The Commerce Department had some good news about the U.S. economy today: Rebounding from a quarter of negative growth, the country's gross domestic product expanded at a 4 percent annual rate during the second quarter.
"The increase in real GDP in the second quarter primarily reflected positive contributions from personal consumption expenditures (PCE), private inventory investment, exports, nonresidential fixed investment, state and local government spending, and residential fixed investment," Commerce said in a statement.
As The Wall Street Journal sees it, the positive news is fueling hopes "for sustained growth in the second half of 2014." The newspaper adds:
"The solid gains come on the heels of a first quarter when the economy shrank at a 2.1% pace. While still the worst quarter of the current recovery, the figure reflects an upward revision from a previously estimated 2.9% contraction. The economy only grew at about a 1% pace for the first half of 2014.
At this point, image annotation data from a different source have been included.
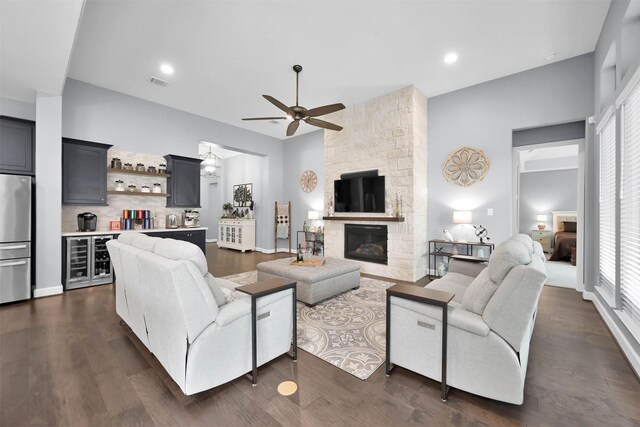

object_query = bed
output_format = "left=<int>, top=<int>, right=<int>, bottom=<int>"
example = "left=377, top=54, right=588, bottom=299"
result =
left=549, top=212, right=578, bottom=265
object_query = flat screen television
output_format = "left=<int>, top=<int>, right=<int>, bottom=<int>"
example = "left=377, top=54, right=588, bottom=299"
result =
left=333, top=175, right=384, bottom=212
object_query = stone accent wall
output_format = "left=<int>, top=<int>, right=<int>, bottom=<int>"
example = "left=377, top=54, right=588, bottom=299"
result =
left=62, top=148, right=184, bottom=233
left=324, top=86, right=427, bottom=282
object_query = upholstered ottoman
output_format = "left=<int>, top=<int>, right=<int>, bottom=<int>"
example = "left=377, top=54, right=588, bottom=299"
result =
left=256, top=258, right=360, bottom=305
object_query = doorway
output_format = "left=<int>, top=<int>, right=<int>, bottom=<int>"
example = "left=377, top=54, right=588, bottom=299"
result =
left=512, top=128, right=585, bottom=291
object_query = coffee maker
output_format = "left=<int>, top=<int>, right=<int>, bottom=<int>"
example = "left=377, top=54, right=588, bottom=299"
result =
left=78, top=212, right=98, bottom=231
left=182, top=209, right=200, bottom=228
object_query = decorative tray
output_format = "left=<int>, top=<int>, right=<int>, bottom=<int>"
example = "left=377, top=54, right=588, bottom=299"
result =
left=290, top=259, right=324, bottom=267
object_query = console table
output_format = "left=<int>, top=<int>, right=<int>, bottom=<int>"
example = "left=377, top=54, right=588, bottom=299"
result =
left=427, top=239, right=494, bottom=279
left=385, top=284, right=454, bottom=402
left=236, top=278, right=298, bottom=386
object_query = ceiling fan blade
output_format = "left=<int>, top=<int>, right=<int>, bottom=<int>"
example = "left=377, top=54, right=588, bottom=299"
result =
left=262, top=95, right=295, bottom=117
left=305, top=118, right=342, bottom=131
left=242, top=117, right=286, bottom=120
left=287, top=120, right=300, bottom=136
left=305, top=103, right=344, bottom=117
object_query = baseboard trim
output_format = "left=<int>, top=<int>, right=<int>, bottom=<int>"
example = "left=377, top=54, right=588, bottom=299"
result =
left=33, top=285, right=63, bottom=298
left=582, top=291, right=596, bottom=301
left=583, top=292, right=640, bottom=378
left=256, top=247, right=295, bottom=254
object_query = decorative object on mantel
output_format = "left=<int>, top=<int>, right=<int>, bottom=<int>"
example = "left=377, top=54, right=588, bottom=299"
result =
left=393, top=193, right=402, bottom=218
left=233, top=183, right=253, bottom=208
left=200, top=147, right=222, bottom=178
left=322, top=216, right=404, bottom=222
left=242, top=65, right=345, bottom=136
left=473, top=225, right=491, bottom=243
left=442, top=147, right=489, bottom=187
left=300, top=170, right=318, bottom=193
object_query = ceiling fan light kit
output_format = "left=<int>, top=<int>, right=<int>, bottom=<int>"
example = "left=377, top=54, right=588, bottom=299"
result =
left=242, top=65, right=345, bottom=136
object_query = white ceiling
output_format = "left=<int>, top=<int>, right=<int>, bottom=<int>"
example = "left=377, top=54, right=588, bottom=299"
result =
left=0, top=0, right=84, bottom=103
left=198, top=141, right=244, bottom=159
left=0, top=0, right=610, bottom=138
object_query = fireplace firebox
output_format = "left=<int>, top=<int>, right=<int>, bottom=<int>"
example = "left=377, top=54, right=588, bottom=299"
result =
left=344, top=224, right=388, bottom=265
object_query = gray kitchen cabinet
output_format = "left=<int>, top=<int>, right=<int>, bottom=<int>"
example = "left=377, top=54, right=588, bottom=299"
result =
left=173, top=230, right=207, bottom=255
left=62, top=138, right=111, bottom=206
left=164, top=154, right=202, bottom=208
left=0, top=116, right=36, bottom=176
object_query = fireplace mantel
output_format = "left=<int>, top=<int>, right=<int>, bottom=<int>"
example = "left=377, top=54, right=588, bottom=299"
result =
left=322, top=216, right=404, bottom=222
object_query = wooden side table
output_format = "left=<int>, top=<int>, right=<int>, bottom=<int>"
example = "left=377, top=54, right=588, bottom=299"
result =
left=385, top=284, right=454, bottom=402
left=236, top=277, right=298, bottom=386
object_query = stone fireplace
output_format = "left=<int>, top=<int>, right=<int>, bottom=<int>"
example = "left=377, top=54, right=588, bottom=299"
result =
left=324, top=86, right=427, bottom=282
left=344, top=224, right=388, bottom=265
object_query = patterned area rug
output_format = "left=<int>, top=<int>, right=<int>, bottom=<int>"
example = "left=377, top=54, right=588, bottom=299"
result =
left=224, top=271, right=394, bottom=380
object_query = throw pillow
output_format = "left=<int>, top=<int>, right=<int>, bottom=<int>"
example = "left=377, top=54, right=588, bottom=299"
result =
left=462, top=268, right=498, bottom=316
left=204, top=273, right=227, bottom=307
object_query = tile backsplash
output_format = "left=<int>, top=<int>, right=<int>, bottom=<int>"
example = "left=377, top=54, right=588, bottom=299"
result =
left=62, top=148, right=189, bottom=233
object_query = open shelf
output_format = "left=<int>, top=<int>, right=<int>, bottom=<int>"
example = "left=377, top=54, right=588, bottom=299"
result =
left=107, top=190, right=171, bottom=197
left=322, top=216, right=404, bottom=222
left=107, top=167, right=171, bottom=178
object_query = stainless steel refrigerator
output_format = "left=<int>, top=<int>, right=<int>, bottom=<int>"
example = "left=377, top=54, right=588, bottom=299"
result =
left=0, top=174, right=31, bottom=304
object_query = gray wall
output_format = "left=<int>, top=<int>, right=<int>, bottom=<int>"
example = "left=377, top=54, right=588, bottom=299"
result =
left=62, top=79, right=283, bottom=248
left=278, top=130, right=326, bottom=249
left=427, top=54, right=594, bottom=247
left=0, top=98, right=36, bottom=121
left=519, top=169, right=578, bottom=234
left=200, top=177, right=222, bottom=240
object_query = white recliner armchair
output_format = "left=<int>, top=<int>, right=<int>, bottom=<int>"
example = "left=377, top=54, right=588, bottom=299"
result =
left=107, top=232, right=293, bottom=395
left=390, top=234, right=546, bottom=404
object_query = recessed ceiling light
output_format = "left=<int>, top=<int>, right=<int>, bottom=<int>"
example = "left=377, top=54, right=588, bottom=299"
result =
left=444, top=52, right=458, bottom=64
left=160, top=64, right=173, bottom=75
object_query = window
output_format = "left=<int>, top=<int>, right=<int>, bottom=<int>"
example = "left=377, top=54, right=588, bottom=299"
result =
left=598, top=114, right=616, bottom=302
left=620, top=80, right=640, bottom=331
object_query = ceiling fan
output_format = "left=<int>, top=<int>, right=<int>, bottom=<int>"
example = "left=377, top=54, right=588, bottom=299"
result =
left=242, top=65, right=344, bottom=136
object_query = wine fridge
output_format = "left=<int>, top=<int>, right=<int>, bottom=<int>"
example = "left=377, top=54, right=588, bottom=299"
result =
left=65, top=236, right=113, bottom=289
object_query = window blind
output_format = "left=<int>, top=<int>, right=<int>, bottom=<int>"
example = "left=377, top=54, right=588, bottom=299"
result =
left=620, top=80, right=640, bottom=330
left=598, top=114, right=616, bottom=301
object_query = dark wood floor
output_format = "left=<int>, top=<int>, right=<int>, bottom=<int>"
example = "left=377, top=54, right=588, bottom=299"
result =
left=0, top=244, right=640, bottom=427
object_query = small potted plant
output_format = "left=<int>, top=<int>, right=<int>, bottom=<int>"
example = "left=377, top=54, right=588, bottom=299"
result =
left=222, top=202, right=233, bottom=218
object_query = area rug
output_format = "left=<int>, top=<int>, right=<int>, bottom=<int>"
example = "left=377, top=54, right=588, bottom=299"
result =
left=224, top=271, right=394, bottom=380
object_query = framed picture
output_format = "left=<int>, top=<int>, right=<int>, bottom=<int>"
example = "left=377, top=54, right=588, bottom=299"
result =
left=233, top=183, right=253, bottom=208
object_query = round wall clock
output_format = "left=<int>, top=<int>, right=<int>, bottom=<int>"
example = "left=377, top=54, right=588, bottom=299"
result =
left=300, top=170, right=318, bottom=193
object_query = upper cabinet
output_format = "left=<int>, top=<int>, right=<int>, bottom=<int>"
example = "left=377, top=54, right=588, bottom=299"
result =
left=164, top=154, right=202, bottom=208
left=0, top=116, right=35, bottom=176
left=62, top=138, right=111, bottom=206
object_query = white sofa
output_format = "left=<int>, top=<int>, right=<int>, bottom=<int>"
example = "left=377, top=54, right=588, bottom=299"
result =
left=390, top=234, right=546, bottom=404
left=107, top=232, right=293, bottom=395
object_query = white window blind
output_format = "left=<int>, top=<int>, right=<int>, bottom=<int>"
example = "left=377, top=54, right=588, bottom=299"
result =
left=598, top=114, right=616, bottom=301
left=620, top=79, right=640, bottom=330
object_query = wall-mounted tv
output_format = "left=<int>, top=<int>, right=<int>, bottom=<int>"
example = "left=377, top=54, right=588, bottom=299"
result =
left=333, top=170, right=384, bottom=212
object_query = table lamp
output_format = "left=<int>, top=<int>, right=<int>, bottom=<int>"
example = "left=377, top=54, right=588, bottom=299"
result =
left=536, top=214, right=547, bottom=230
left=453, top=211, right=471, bottom=243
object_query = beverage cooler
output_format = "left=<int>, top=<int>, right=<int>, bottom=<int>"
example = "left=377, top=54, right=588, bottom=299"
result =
left=65, top=236, right=113, bottom=289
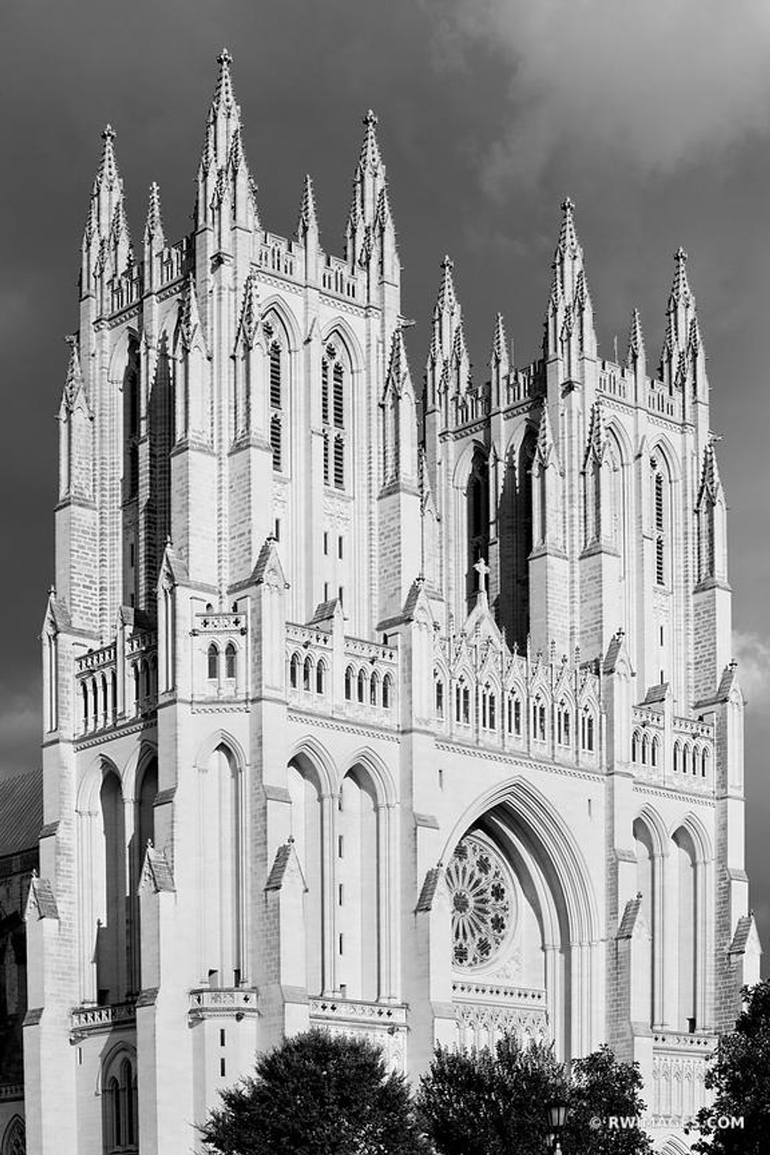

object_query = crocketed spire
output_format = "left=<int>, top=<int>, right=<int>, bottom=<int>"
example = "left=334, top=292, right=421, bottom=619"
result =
left=297, top=173, right=319, bottom=237
left=144, top=180, right=166, bottom=248
left=626, top=308, right=644, bottom=365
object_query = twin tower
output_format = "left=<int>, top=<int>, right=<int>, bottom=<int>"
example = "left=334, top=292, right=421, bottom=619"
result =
left=24, top=52, right=758, bottom=1155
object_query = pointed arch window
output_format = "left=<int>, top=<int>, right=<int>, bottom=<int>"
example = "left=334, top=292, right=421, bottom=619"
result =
left=321, top=343, right=350, bottom=490
left=532, top=695, right=546, bottom=742
left=507, top=694, right=522, bottom=738
left=556, top=701, right=571, bottom=746
left=581, top=706, right=595, bottom=754
left=433, top=672, right=443, bottom=721
left=652, top=461, right=668, bottom=586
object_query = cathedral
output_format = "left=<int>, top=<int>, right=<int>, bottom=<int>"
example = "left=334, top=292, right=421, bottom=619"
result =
left=24, top=52, right=760, bottom=1155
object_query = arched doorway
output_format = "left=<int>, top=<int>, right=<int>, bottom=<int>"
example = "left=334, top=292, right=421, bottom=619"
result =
left=444, top=782, right=600, bottom=1058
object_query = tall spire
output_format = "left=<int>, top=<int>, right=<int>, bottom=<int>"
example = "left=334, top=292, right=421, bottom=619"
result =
left=489, top=313, right=510, bottom=374
left=433, top=253, right=457, bottom=316
left=195, top=49, right=259, bottom=229
left=61, top=334, right=88, bottom=412
left=345, top=109, right=387, bottom=262
left=297, top=173, right=319, bottom=237
left=626, top=308, right=644, bottom=365
left=544, top=196, right=596, bottom=360
left=144, top=180, right=166, bottom=248
left=211, top=49, right=239, bottom=116
left=660, top=245, right=705, bottom=389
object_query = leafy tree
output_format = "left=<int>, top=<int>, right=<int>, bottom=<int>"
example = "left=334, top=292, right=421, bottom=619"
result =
left=417, top=1035, right=567, bottom=1155
left=201, top=1030, right=431, bottom=1155
left=417, top=1035, right=652, bottom=1155
left=562, top=1045, right=652, bottom=1155
left=693, top=979, right=770, bottom=1155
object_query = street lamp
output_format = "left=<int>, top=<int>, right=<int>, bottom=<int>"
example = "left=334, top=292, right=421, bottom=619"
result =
left=547, top=1098, right=567, bottom=1155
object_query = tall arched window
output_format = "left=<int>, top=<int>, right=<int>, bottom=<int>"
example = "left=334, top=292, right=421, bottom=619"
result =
left=337, top=767, right=380, bottom=1001
left=634, top=819, right=660, bottom=1024
left=286, top=758, right=331, bottom=996
left=2, top=1115, right=27, bottom=1155
left=262, top=320, right=286, bottom=472
left=651, top=457, right=671, bottom=586
left=129, top=758, right=158, bottom=991
left=673, top=829, right=698, bottom=1031
left=197, top=745, right=246, bottom=986
left=96, top=770, right=128, bottom=1006
left=321, top=343, right=349, bottom=490
left=465, top=449, right=489, bottom=599
left=103, top=1053, right=139, bottom=1155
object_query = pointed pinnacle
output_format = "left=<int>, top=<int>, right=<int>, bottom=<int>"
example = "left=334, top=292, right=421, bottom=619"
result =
left=534, top=404, right=553, bottom=464
left=585, top=401, right=607, bottom=461
left=94, top=125, right=122, bottom=192
left=670, top=245, right=693, bottom=305
left=558, top=196, right=580, bottom=255
left=436, top=256, right=457, bottom=310
left=297, top=172, right=319, bottom=236
left=144, top=180, right=166, bottom=247
left=626, top=308, right=644, bottom=365
left=387, top=325, right=409, bottom=392
left=238, top=270, right=260, bottom=349
left=211, top=49, right=236, bottom=112
left=358, top=109, right=382, bottom=171
left=491, top=313, right=508, bottom=372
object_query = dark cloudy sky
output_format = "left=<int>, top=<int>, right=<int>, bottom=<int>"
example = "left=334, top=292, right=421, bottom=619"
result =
left=0, top=0, right=770, bottom=965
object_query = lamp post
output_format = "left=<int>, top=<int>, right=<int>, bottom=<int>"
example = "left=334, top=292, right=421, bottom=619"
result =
left=547, top=1098, right=567, bottom=1155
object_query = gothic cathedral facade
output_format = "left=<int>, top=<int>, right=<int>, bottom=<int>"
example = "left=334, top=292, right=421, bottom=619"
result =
left=24, top=53, right=758, bottom=1155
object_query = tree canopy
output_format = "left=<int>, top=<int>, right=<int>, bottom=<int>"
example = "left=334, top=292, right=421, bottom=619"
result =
left=201, top=1030, right=431, bottom=1155
left=693, top=979, right=770, bottom=1155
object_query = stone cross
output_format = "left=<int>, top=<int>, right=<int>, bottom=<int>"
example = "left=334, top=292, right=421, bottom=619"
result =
left=473, top=558, right=489, bottom=594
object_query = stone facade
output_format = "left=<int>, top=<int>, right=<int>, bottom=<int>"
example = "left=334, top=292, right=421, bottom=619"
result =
left=25, top=53, right=758, bottom=1155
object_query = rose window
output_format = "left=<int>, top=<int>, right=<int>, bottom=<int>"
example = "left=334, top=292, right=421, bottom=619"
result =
left=447, top=835, right=515, bottom=968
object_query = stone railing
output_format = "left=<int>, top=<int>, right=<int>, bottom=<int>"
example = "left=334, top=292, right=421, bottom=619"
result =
left=453, top=979, right=551, bottom=1050
left=309, top=998, right=408, bottom=1073
left=256, top=232, right=297, bottom=280
left=188, top=986, right=260, bottom=1022
left=69, top=1003, right=136, bottom=1041
left=321, top=256, right=359, bottom=300
left=649, top=1034, right=717, bottom=1125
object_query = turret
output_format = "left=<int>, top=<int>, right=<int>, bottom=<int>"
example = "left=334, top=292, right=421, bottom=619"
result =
left=693, top=440, right=732, bottom=699
left=377, top=327, right=421, bottom=620
left=195, top=49, right=260, bottom=290
left=81, top=125, right=125, bottom=307
left=345, top=109, right=401, bottom=308
left=530, top=404, right=569, bottom=654
left=489, top=313, right=510, bottom=409
left=626, top=308, right=646, bottom=404
left=55, top=336, right=97, bottom=632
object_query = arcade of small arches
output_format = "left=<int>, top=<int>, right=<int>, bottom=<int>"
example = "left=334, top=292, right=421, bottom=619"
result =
left=631, top=729, right=711, bottom=778
left=633, top=806, right=713, bottom=1031
left=433, top=669, right=597, bottom=754
left=77, top=653, right=158, bottom=733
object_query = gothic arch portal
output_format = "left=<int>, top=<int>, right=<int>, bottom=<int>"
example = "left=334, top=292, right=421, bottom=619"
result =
left=442, top=780, right=600, bottom=1057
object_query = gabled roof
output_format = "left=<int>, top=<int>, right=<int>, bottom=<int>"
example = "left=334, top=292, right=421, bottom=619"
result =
left=0, top=770, right=43, bottom=858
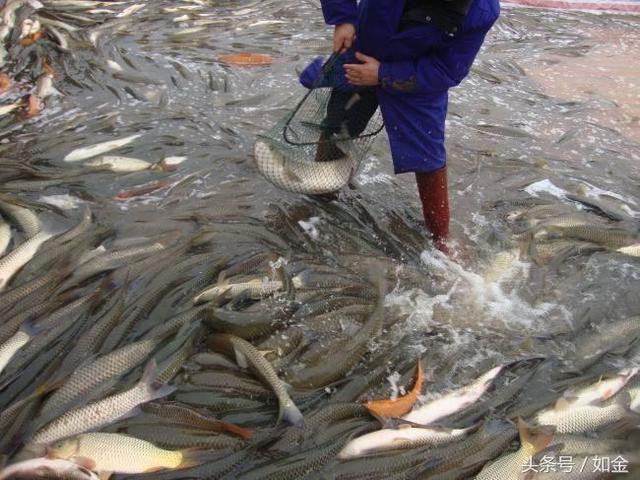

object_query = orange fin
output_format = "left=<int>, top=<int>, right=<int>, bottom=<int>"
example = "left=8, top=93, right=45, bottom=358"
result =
left=518, top=418, right=555, bottom=454
left=366, top=360, right=424, bottom=418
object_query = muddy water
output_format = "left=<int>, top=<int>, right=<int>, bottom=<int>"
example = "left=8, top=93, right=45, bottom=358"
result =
left=0, top=0, right=640, bottom=478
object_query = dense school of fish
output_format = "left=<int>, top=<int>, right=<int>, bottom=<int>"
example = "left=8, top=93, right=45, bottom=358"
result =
left=0, top=0, right=640, bottom=480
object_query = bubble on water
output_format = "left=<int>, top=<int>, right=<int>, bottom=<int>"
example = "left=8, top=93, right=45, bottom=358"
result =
left=40, top=194, right=84, bottom=210
left=524, top=178, right=567, bottom=199
left=298, top=217, right=320, bottom=240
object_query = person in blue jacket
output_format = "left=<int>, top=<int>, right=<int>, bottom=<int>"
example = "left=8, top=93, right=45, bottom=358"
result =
left=303, top=0, right=500, bottom=253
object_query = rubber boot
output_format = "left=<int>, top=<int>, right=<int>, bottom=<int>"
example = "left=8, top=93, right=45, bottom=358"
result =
left=314, top=133, right=346, bottom=162
left=416, top=166, right=451, bottom=256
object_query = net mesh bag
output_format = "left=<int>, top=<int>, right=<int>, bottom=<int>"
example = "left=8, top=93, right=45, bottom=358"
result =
left=254, top=55, right=383, bottom=194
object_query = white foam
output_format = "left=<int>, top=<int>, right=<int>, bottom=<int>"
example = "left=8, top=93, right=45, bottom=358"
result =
left=387, top=372, right=405, bottom=400
left=40, top=194, right=84, bottom=210
left=524, top=178, right=567, bottom=199
left=412, top=250, right=570, bottom=328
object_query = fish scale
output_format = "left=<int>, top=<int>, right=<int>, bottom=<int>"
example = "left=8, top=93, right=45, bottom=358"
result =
left=49, top=433, right=187, bottom=473
left=127, top=424, right=246, bottom=450
left=536, top=400, right=629, bottom=433
left=40, top=337, right=162, bottom=421
left=209, top=334, right=303, bottom=425
left=28, top=363, right=175, bottom=445
left=0, top=199, right=42, bottom=238
left=0, top=232, right=52, bottom=291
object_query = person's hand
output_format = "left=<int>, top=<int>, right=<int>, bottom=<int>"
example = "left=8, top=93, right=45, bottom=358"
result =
left=344, top=53, right=380, bottom=87
left=333, top=23, right=356, bottom=53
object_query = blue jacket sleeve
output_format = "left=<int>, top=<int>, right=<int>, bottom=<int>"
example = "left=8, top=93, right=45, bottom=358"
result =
left=378, top=31, right=486, bottom=94
left=321, top=0, right=358, bottom=25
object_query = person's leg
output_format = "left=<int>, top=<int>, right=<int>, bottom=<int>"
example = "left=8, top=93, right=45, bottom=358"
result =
left=416, top=165, right=450, bottom=254
left=378, top=91, right=450, bottom=254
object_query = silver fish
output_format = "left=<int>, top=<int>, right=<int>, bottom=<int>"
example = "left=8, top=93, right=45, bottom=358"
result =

"Annual revisions, also released Wednesday, showed the economy also expanded at a 4% pace in the second half of 2013, the best six-month stretch in 10 years.
"But figures over the past five years, including new revisions back to 2011, continue to tell a familiar tale. Unable to string together several quarters of steady growth, the recovery that began in 2009 is the weakest since World War II."
Bloomberg reports that the newly released data drove equity futures higher and treasuries lower.
Later today, the Federal Reserve will release a statement with their appraisal of the U.S. economy.